Il collegio dei giudici della sezione Prima Ter ha ritenuto non sussistenti i presupposti per accogliere la domanda cautelare di Zuppardo e ha confermato il provvedimento adottato dalla Commissione Centrale durante la riunione del 25 settembre scorso. L’ordinanza del Tar, pubblicata il 28 gennaio, ha inoltre condannato Zuppardo al pagamento delle spese processuali, pari a mille euro.
Violazioni ripetute e comportamento irresponsabile
Nelle motivazioni, i giudici hanno evidenziato come l’ex collaboratore sia stato protagonista di numerose violazioni comportamentali, ignorando le ripetute diffide ricevute.

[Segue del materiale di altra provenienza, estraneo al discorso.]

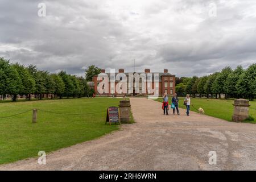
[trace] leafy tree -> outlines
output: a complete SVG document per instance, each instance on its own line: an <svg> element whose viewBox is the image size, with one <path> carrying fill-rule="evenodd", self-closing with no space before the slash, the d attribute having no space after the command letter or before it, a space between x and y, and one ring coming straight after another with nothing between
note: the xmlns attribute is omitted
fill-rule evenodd
<svg viewBox="0 0 256 182"><path fill-rule="evenodd" d="M224 92L232 96L237 95L239 93L237 92L236 86L239 80L240 76L243 73L244 71L242 66L240 65L231 73L230 73L224 83Z"/></svg>
<svg viewBox="0 0 256 182"><path fill-rule="evenodd" d="M13 95L13 101L16 101L17 95L22 88L22 80L19 76L19 73L12 65L8 67L6 70L6 93Z"/></svg>
<svg viewBox="0 0 256 182"><path fill-rule="evenodd" d="M73 89L73 98L75 98L76 94L79 94L80 96L81 94L80 85L79 80L75 76L71 76L71 78L74 85L74 88Z"/></svg>
<svg viewBox="0 0 256 182"><path fill-rule="evenodd" d="M183 83L180 83L176 86L176 92L179 96L185 96L185 89L186 85Z"/></svg>
<svg viewBox="0 0 256 182"><path fill-rule="evenodd" d="M5 94L7 93L6 71L9 67L10 67L9 61L5 60L3 57L0 57L0 94L3 95L3 98L5 97Z"/></svg>
<svg viewBox="0 0 256 182"><path fill-rule="evenodd" d="M62 80L61 77L56 74L51 74L50 76L53 80L53 92L55 97L56 95L59 96L61 98L61 96L65 92L65 84Z"/></svg>
<svg viewBox="0 0 256 182"><path fill-rule="evenodd" d="M207 76L205 76L201 78L199 82L197 84L197 92L200 94L200 98L201 94L206 93L205 90L204 89L204 86L205 85L208 79L208 77Z"/></svg>
<svg viewBox="0 0 256 182"><path fill-rule="evenodd" d="M212 98L213 97L213 93L214 93L212 89L212 85L214 81L216 79L217 76L218 75L218 72L216 72L212 75L208 76L207 81L204 85L204 89L205 93L207 94L207 98L209 98L209 94L210 94ZM217 95L216 95L217 98Z"/></svg>
<svg viewBox="0 0 256 182"><path fill-rule="evenodd" d="M256 64L250 65L246 71L240 75L236 89L243 97L253 100L256 95Z"/></svg>
<svg viewBox="0 0 256 182"><path fill-rule="evenodd" d="M72 76L70 75L67 74L66 72L63 71L59 73L59 75L61 77L65 84L64 93L67 94L68 98L69 98L70 94L73 94L73 90L75 89L74 84L71 78Z"/></svg>
<svg viewBox="0 0 256 182"><path fill-rule="evenodd" d="M81 88L81 94L84 96L89 97L89 91L90 88L87 84L86 80L82 77L79 77L78 80L79 80L79 84Z"/></svg>
<svg viewBox="0 0 256 182"><path fill-rule="evenodd" d="M232 73L232 69L230 67L226 67L222 69L221 72L216 77L212 85L212 89L214 93L218 93L220 96L221 93L225 94L226 99L226 93L224 91L224 87L225 82L229 74ZM219 97L220 98L220 97Z"/></svg>
<svg viewBox="0 0 256 182"><path fill-rule="evenodd" d="M47 98L48 98L48 94L51 94L51 98L52 99L52 94L54 93L55 89L55 84L54 78L51 75L47 74L46 76L46 93Z"/></svg>
<svg viewBox="0 0 256 182"><path fill-rule="evenodd" d="M26 96L29 95L28 99L30 100L30 94L34 93L35 90L35 81L28 70L23 65L16 63L14 68L19 73L19 76L22 81L22 86L20 94Z"/></svg>
<svg viewBox="0 0 256 182"><path fill-rule="evenodd" d="M193 94L195 96L195 89L194 84L196 83L196 81L198 80L197 76L193 76L192 79L188 81L188 84L186 87L186 92L188 94Z"/></svg>
<svg viewBox="0 0 256 182"><path fill-rule="evenodd" d="M200 81L200 78L197 78L197 79L196 80L196 81L195 82L195 83L193 84L192 87L192 93L193 94L194 97L195 97L195 94L196 93L197 93L197 85L199 83Z"/></svg>
<svg viewBox="0 0 256 182"><path fill-rule="evenodd" d="M94 76L98 75L101 73L101 69L96 67L94 65L89 66L88 69L85 70L85 80L87 81L93 81Z"/></svg>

Un elemento determinante è stato il parere negativo espresso dalla Direzione Distrettuale Antimafia di Roma e dalla Direzione Nazionale Antimafia e Antiterrorismo, che hanno sottolineato la gravità dei comportamenti di Zuppardo, arrivando a mettere in dubbio la sua credibilità come testimone nei processi in corso.
Secondo i giudici, «i comportamenti disdicevoli evidenziati e documentati dai difensori degli imputati non contribuiscono a fornire un quadro di incontrovertibile serietà e credibilità al soggetto». La propensione al mendacio e gli atteggiamenti di prevaricazione hanno portato a ritenere la revoca del programma di protezione un atto necessario per preservare l’affidabilità del sistema di giustizia.
Protezione ordinaria per Zuppardo e i familiari più a rischio
Nonostante la revoca del programma speciale, il Tar ha precisato che Zuppardo e i suoi familiari continueranno a beneficiare, per un periodo di transizione, delle misure ordinarie di protezione, adeguate al livello di rischio, come previsto per tutti gli ex collaboratori di giustizia in fase di reinserimento.
Il comportamento di Zuppardo, già censurato dalla Dda, rischia di compromettere la tenuta delle sue dichiarazioni nei processi in corso, sollevando dubbi sulla sua attendibilità intrinseca. Una vicenda che pone l’attenzione sul delicato equilibrio tra la tutela dei collaboratori e la necessità di garantire serietà e correttezza all’interno del sistema giudiziario.